More than 70% of accidents were burns, while 10% of injuries occurred when metal objects —such as ink pens, cleaning equipment and oxygen canisters – were turned into “missiles” when pulled into the scanner’s magnetic field.
The alert also includes a warning about injuries related to dislodged ferromagnetic implants such as aneurysm clips, pins in joints, and drug infusion devices.
To reduce the risk for MRI injuries to patients, The Joint Commission’s Sentinel Event Alert newsletter recommends that healthcare organizations take the following steps:
• Restrict access to all MRI sites by creating safe zones recommended by the ACR.
• Use trained screeners to perform double checks of patients for items such as metal objects, implanted or other devices, drug delivery patches and tattoos. The alert suggests the use of ferromagnetic detectors to assist in this screening process. (Shellock said, “I think it’s Interesting that they made comments on the use of ferromagnetic detectors, because there is no evidence that these things are useful,” and that, in his opinion, the devices are “expensive” and don’t represent 100% safety.)
• Ensure that the MRI technologist has the patient’s complete and accurate medical history to ensure that the patient can be safely scanned.
• Have a specially trained staff person accompany any patients, visitors and staff into the MRI suite at all times.
• Annually educate all medical and ancillary staff that may accompany patients into the MRI suite about the risk of accidents.
• Take precautions to prevent patient burns during scanning.
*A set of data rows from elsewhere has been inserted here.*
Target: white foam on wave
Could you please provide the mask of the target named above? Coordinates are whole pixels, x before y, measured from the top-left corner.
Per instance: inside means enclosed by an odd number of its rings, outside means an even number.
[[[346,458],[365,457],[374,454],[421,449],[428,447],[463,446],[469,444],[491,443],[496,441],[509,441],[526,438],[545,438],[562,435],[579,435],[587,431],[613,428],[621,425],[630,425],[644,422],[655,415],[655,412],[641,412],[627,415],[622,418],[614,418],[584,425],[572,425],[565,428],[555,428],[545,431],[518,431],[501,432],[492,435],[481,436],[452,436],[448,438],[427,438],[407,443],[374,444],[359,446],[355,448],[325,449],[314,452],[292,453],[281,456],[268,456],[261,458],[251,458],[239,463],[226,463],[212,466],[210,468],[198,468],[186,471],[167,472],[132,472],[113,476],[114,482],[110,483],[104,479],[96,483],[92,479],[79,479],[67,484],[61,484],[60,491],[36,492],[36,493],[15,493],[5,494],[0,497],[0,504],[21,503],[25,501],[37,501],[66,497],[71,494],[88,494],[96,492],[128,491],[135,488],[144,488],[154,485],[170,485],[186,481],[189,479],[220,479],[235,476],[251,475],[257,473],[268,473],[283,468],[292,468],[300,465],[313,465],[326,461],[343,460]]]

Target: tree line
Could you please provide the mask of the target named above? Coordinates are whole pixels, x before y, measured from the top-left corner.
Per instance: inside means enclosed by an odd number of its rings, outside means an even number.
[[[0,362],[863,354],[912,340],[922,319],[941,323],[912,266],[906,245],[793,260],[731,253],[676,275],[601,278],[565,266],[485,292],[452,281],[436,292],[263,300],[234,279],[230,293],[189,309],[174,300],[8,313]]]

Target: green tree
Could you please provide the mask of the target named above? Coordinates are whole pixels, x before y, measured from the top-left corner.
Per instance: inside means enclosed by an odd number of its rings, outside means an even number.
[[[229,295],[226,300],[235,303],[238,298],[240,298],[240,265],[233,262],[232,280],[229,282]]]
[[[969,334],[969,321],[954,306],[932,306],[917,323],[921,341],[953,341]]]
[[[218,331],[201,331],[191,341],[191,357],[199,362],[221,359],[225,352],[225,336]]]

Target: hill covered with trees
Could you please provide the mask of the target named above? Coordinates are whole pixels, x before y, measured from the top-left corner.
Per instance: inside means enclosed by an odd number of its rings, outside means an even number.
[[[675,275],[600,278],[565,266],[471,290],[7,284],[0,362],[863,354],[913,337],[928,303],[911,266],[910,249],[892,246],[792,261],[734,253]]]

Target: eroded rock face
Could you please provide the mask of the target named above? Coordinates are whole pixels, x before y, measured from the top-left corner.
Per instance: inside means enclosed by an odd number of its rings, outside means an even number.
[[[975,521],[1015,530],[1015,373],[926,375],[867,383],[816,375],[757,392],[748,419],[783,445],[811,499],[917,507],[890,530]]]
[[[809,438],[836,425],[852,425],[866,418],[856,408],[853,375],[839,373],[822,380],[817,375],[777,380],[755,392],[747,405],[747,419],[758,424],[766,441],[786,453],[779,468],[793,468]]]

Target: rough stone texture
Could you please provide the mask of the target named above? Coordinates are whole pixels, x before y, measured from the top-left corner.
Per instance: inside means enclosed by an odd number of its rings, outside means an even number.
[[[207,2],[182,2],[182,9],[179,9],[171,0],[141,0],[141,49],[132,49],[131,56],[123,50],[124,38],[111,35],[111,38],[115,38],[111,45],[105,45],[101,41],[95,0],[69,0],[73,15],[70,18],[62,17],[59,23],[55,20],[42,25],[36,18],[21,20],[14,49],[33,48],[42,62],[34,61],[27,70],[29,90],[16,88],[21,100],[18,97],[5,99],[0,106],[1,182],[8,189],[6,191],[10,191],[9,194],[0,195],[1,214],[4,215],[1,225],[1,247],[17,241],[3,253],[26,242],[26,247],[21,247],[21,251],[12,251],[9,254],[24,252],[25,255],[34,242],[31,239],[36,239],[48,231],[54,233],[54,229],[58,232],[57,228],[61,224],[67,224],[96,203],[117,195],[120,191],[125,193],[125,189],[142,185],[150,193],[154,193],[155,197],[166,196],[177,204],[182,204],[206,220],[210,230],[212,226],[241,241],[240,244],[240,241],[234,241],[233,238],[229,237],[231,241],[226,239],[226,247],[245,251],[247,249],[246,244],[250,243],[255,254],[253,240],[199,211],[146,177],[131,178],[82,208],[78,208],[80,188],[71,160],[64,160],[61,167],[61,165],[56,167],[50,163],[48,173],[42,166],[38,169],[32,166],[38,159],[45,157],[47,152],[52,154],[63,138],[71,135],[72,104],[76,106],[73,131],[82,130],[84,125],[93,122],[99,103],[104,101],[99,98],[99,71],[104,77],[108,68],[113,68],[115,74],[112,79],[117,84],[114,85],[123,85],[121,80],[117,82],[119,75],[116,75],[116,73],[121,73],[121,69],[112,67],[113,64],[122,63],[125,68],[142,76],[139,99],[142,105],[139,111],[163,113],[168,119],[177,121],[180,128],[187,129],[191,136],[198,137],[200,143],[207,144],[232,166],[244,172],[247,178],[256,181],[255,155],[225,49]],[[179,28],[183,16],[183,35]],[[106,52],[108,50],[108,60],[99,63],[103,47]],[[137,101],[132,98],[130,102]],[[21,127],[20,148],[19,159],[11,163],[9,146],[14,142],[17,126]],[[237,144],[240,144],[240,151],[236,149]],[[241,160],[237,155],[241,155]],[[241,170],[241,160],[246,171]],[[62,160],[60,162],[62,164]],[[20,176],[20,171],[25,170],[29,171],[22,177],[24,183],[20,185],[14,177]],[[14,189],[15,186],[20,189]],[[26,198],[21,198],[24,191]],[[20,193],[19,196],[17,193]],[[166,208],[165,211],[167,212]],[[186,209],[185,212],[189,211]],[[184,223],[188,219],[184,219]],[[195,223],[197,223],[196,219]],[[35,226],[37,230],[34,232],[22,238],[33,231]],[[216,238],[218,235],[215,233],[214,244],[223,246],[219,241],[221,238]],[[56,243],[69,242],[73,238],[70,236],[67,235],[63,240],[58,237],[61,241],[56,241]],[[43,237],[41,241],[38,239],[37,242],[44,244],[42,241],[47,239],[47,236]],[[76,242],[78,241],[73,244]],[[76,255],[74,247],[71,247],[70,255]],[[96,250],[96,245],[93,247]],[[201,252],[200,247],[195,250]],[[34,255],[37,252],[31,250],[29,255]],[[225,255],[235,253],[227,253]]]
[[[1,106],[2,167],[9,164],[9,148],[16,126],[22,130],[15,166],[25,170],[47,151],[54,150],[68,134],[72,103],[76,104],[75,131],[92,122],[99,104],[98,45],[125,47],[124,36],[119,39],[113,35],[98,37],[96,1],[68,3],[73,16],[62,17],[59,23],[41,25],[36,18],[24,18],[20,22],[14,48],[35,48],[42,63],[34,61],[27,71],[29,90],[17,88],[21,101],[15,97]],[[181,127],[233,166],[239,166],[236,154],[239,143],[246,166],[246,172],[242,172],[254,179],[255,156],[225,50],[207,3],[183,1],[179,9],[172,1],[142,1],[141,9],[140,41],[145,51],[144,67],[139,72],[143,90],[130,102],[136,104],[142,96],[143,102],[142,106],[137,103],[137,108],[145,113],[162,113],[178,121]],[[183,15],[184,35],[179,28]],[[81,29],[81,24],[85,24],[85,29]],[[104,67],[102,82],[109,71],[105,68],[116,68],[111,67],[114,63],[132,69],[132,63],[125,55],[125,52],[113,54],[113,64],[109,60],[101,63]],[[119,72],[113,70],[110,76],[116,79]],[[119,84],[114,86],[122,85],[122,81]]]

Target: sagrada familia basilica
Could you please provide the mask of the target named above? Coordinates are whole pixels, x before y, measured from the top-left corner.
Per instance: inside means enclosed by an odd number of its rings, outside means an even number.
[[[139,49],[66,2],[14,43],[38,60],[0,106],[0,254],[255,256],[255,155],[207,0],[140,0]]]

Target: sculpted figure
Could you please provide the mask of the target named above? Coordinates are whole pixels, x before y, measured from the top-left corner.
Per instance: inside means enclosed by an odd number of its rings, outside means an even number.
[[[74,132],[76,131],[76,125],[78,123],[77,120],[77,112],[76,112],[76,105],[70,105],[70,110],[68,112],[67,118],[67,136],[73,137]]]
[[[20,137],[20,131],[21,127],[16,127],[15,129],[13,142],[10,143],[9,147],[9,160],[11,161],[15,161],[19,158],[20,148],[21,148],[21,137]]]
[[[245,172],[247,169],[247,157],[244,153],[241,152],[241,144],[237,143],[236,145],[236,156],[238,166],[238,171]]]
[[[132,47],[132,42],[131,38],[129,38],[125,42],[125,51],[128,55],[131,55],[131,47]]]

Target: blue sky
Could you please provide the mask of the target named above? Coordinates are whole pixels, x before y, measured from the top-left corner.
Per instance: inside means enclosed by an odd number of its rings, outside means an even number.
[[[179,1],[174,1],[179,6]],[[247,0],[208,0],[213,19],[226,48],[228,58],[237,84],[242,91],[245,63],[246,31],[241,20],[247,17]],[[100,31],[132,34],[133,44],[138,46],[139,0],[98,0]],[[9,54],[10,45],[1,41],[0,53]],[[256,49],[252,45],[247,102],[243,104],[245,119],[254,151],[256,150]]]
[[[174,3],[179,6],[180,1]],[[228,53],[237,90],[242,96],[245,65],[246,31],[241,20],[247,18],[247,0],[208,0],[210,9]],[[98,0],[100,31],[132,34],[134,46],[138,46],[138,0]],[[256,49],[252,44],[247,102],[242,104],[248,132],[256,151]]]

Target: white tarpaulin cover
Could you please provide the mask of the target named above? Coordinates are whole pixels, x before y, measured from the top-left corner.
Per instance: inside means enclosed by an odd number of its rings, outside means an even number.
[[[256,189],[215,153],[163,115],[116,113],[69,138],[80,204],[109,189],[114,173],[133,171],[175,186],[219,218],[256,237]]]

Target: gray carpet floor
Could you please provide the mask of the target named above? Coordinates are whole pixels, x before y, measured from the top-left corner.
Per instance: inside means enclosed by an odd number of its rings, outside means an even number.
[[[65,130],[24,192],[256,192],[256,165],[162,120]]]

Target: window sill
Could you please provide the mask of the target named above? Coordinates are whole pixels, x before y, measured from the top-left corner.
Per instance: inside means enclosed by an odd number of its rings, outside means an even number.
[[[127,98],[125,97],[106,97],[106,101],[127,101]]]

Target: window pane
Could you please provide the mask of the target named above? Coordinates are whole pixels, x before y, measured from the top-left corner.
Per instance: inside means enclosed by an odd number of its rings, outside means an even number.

• Only use fire extinguishers, oxygen tanks and other equipment that have been tested and approved for use during MRI scans (equipment that will not be attracted to the magnet).
• Manage critically ill patients who require monitoring and life-sustaining drugs to assure that their care needs are continuously met while in the MRI suite.
• Provide all MRI patients with earplugs to diminish the loud “knocking” noise emanating from the equipment.
• Never run a cardio-pulmonary arrest code or resuscitate a patient in the MRI room.
While Shellock said he does not expect the recommendations to have a significant impact on MRI use, he added: “We like to see the Joint Commission do substantial things.”
“Anything we can do in addition to what we’re already doing coming from other entities is going to be beneficial in the long run,” Shellock said. “It will keep it in people’s minds.”
Shellock, an adjunct clinical professor of radiology and medicine at the Keck School of Medicine, University of Southern California (Los Angeles, California), maintains a web site that provides information about MRI safety, www.mrisafety.com. He has more than 20 years of experience conducting laboratory and clinical investigations in this field.
The warning about risks associated with MRIs is part of a series of alerts issued by the Joint Commission. It says that much of the information and guidance provided in these alerts is drawn from the organization’s Sentinel Event Database, which includes information about adverse events and their underlying causes. Previous alerts have addressed wrong-site surgery, medication mix-ups, health care-associated infections, and patient suicides, among others.
Founded in 1951, the Joint Commission evaluates and accredits more than 15,000 healthcare organizations and programs in the U.S., including more than 8,000 hospitals and home care organizations, and more than 6,300 other healthcare organizations that provide long-term care, assisted living, behavioral healthcare, laboratory and ambulatory care services.
The organization also accredits health plans, integrated delivery networks, and other managed care entities.